Spingo avanti la bicicletta, quasi furiosamente. Ed eccola lì, finalmente: la spiaggia dorata si stende davanti a me, silenziosa e calda. Il mare azzurro lambisce la riva, calmo ed eterno. Tutta la mia vita è stata scandita dal rumore del mare. Dal suo sciabordare tranquillo e dalle sue furiose tempeste. Dalla sua bianca schiuma e dalle sue onde appassionate. Il mare è un po’ come me: tranquillo e irrequieto al tempo stesso, mai pago di niente, generoso e prepotente, cristallino e tenebroso.

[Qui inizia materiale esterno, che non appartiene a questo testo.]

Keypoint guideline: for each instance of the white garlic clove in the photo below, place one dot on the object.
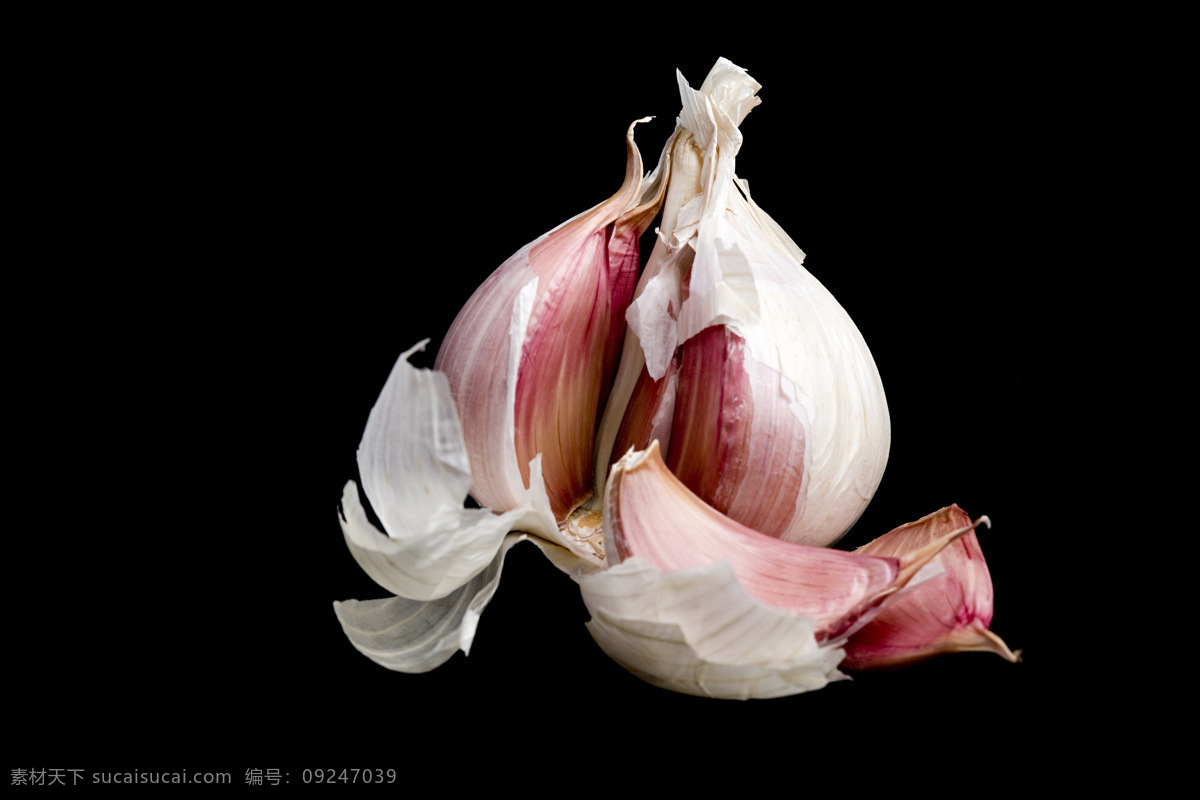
(699, 632)
(532, 355)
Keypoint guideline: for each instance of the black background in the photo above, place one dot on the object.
(238, 234)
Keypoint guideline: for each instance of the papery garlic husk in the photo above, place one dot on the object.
(508, 417)
(699, 603)
(951, 614)
(532, 355)
(757, 384)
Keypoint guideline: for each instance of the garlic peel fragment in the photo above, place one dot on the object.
(699, 632)
(415, 474)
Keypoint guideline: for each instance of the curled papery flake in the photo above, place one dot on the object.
(699, 632)
(417, 636)
(414, 473)
(651, 515)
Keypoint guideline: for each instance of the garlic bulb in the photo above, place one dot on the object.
(683, 449)
(694, 595)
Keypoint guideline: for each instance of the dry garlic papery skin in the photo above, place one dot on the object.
(532, 355)
(699, 603)
(951, 614)
(756, 383)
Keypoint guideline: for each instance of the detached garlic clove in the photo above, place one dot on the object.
(949, 614)
(759, 386)
(532, 355)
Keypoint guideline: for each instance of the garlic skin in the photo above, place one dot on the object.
(756, 383)
(951, 614)
(532, 355)
(699, 603)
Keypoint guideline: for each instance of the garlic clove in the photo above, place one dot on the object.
(417, 636)
(415, 474)
(699, 632)
(951, 614)
(763, 368)
(651, 515)
(532, 354)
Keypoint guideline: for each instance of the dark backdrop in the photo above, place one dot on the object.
(239, 233)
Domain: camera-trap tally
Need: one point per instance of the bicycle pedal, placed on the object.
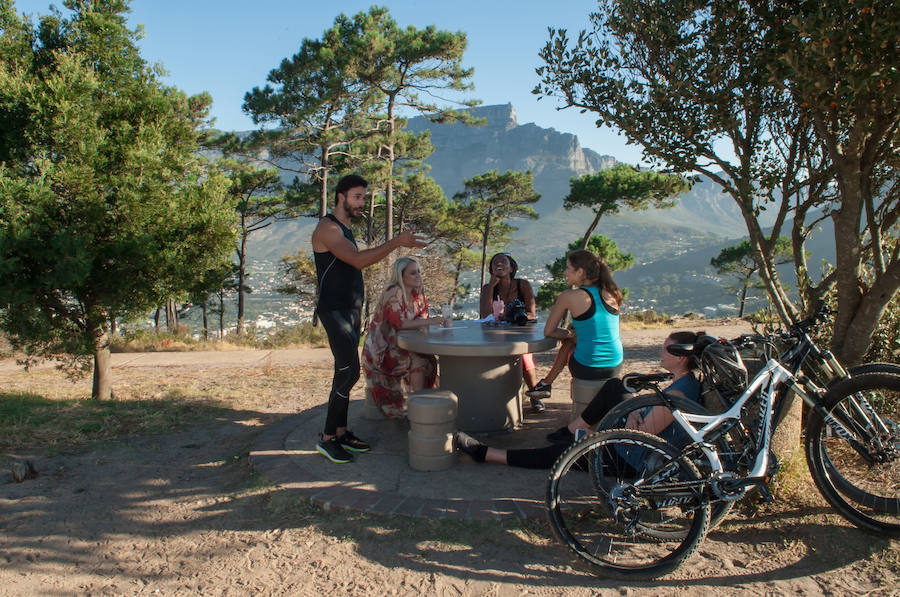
(765, 496)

E lui è lì. Lì dove tutto ha avuto inizio. Lì dove mi ha trovata. E’ seduto su alcuni scogli, rivolto verso il mare. I suoi capelli scuri si agitano al vento. La camicia azzurra aderisce alla sua schiena. Mi sta aspettando. Come se mi avesse sentita arrivare, si volta verso di me. Mi fermo per un momento, mentre ci guardiamo. Poi, lui si alza e si avvicina, le mani in tasca, in quel suo gesto abituale e scanzonato. Tutto il mondo è racchiuso in quegli occhi verdi. Tutto l’universo e le stelle.
Si ferma a pochi centimetri da me. Le labbra socchiuse, gli occhi ardenti. Un sospiro.
- Sei scappato via - gli dico in un soffio.
Lui nega con la testa. 
- Non sono scappato via da te - risponde -, ma da me stesso. 
- Tornerai in Inghilterra? - gli chiedo fissando i miei sandali mezzi rotti e scoloriti. 
Johnny mi guarda con quell’espressione che conosco bene: è serio, ma i suoi occhi dicono altro. Quelle labbra perfette si increspano in un sorriso provocante. Mi alza il viso e io lo guardo negli occhi.
- Ho aspettato tutto questo tempo - dice, e il mio cuore si ferma - Ho aspettato tutto questo tempo per trovarti… non ho intenzione di andare da nessuna parte.
Il mio volto si trasfigura: dalla preoccupazione e dal timore di poterlo perdere per sempre alla gioia e al sollievo di saperlo con me, a tutti i costi.
Gli butto le braccia al collo, inspirando a lungo quel profumo di mare e terra. Quel profumo di sapone e sole. Quel profumo di lui.
Le mie labbra incontrano subito le sue, legandolo a me con un bacio, per sempre.
- Per tutto questo tempo - dico - io ho aspettato te…


NOTA
"Ama bellamente, sogna appassionatamente, vivi completamente" è la traduzione letterale delle parole "live beautifully, dream passionately, live completely". Il testo in alto a destra è tratto dalla canzone dei One Republic, "All this time".